Now a bit of an important note before you go tugging on the connector. Its held in place by a sort of mild glue that you need to CAREFULLY work free. I noticed this right away thankfully because the pins holding the female end of the connector onto the board is fairly flimsy. I took a very small screw driver and SLOWLY worked the connector free.
Once its free just thread it back out of the panel box and down through the bars. Once out run it back up to the box, attach the bracket holding the wire back down and plug the connector back in. Give it a test run and make sure it still works. Make sure you put the little quick release magnet onto the front of the panel otherwise you’ll get a message on the board that says “SAFE” and nothing will happen.
Ok now onto the adjustable leg.
The sitting height of my desk was 25 inches and fully extended while standing on top of the treadmill was 47 inches (yeah yeah I’m a shortie).
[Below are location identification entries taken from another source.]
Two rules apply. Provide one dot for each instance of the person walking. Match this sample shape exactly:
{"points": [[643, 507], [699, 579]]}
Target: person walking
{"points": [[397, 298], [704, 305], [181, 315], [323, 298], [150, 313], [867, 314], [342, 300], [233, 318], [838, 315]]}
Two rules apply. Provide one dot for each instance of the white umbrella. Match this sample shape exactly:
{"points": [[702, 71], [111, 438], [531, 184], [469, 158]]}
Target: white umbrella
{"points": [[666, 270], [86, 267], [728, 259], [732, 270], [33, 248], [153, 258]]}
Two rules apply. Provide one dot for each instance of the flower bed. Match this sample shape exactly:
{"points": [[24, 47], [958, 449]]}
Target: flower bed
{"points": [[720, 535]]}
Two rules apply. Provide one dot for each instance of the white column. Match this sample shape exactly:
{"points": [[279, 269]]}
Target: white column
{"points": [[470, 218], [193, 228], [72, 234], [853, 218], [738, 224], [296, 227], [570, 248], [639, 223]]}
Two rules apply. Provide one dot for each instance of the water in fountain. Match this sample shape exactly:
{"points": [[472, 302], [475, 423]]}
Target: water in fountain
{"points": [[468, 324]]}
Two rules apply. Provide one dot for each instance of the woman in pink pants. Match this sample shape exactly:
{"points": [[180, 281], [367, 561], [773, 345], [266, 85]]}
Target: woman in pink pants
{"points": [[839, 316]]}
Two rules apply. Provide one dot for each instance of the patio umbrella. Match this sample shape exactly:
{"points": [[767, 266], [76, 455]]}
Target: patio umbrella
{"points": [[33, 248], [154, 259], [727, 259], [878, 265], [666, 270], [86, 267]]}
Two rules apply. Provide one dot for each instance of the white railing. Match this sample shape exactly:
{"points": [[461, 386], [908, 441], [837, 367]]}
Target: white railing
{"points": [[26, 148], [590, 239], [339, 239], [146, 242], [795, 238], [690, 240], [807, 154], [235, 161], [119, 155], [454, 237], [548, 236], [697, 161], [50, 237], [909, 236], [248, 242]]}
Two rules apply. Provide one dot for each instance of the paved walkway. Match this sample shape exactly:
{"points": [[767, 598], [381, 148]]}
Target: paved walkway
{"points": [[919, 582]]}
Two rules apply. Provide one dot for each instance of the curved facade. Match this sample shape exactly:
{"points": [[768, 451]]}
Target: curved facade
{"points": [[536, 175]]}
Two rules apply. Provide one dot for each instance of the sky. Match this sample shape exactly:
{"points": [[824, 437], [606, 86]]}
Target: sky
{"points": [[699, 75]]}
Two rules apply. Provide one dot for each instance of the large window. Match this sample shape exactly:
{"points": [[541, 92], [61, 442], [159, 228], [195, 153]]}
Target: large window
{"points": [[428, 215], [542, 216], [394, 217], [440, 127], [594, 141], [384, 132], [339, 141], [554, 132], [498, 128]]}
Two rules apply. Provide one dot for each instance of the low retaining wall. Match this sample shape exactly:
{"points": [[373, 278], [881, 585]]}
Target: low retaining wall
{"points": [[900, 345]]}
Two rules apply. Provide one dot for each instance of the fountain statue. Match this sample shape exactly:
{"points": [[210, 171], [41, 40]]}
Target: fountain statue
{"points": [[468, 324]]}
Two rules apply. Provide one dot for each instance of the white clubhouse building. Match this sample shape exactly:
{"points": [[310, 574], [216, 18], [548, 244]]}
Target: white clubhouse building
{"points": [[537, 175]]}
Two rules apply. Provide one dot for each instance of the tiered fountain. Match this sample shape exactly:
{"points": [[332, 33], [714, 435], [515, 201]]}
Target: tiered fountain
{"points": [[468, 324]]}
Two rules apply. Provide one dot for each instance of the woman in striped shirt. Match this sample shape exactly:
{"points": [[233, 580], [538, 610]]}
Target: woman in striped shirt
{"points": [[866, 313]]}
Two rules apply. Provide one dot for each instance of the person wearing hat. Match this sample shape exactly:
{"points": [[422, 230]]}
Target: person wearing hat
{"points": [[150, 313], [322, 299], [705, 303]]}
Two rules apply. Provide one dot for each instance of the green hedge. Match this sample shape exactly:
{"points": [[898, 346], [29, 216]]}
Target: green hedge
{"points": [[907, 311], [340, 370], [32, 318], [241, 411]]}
That measurement is important because at some point you need to cut down one of the 1.5 inch tubes to match the lowest height of your desk. Also keep in mind if you are tall, you may need to add a third tube in the adjustable leg because you wont be able to get your max height and a normal sitting height with just those two tubes. So you may need to play with the leg a bit.
Ok so first we need to attach the end cap to the bottom of the desk. I pre drilled 4 holes in the bottom of the cap to make sure it wouldn’t crack and using some washers screwed it to the bottom of the desk.
Next I cemented the 2” coupling to the top of the 2” pipe.
Next I cemented and attached the two 1.5” tubes into the 1.5” coupling.
I slid them all together and measured the max height and minimum height
I took the two attached 1.5” tubes out to the garage and cut one of them down to size to match the marks. Slide them all together and cemented them to the end cap I mounted to the desk earlier. I then set a few heights I knew I’d work at and drilled holes for the pin that would keep the leg at height.
That was it, fairly straight forward and I only barely went over my limit of 500 dollars. I think I spent 520 dollars. Not exactly cheap in terms of a desk but for what you get out of it. Very affordable.
Hope that works for others.
A few tips:
The treadmill seems a little under powered in terms of torque. On the lowest setting when I step on it I can hear it strain a bit as it pulls my foot and all my weight across the deck of the treadmill. When I lift my foot to step I can hear it speed up. I run mine at about the 1.3 settings to try to compensate for this but that speeds things up ever so slightly. I’m going to keep my eye on it and make sure its well-oiled. For 100 dollars you can’t expect the world but I hope it lasts a year or two.
Ikea was literally the cheapest and most straight forward material I could find. I even went to their dent and ding section only to find 7 foot doors that were more expensive then the 8 foot countertop I bought. I think you’d be hard pressed to find something that is cheaper and nicer. Not the best desk top but clean and easy to maintain. Plus I bought the white multitable base so it all matches.
Make sure when you run all your wires that you set the desk at max height then run them. Nothing like pulling out all your power cords as you raise the desk. (No it didn’t happen to me, I thought that far ahead 😉 ) You’ll have to accept a certain amount of displaced wires as the slack settles in fully lowered mode.
The metal MultiTable legs work as great heat sinks for hot power bricks 🙂
At full height i get some wobble when I’m typing and walking. This is mostly due to the change in the center of gravity and the fact that my monitor mounts are elevated. With those conditions the monitors rock a little and cause the desk to move a bit. But it’s totally manageable and not very noticeable.
The treadmill automatically stops after 30 mins. 30 mins goes by really fast when you’re working and then suddenly “BEEP” and you almost run into your desk. It’s not all bad it gives you a chance to remember to take a break. Wish i could over ride it though.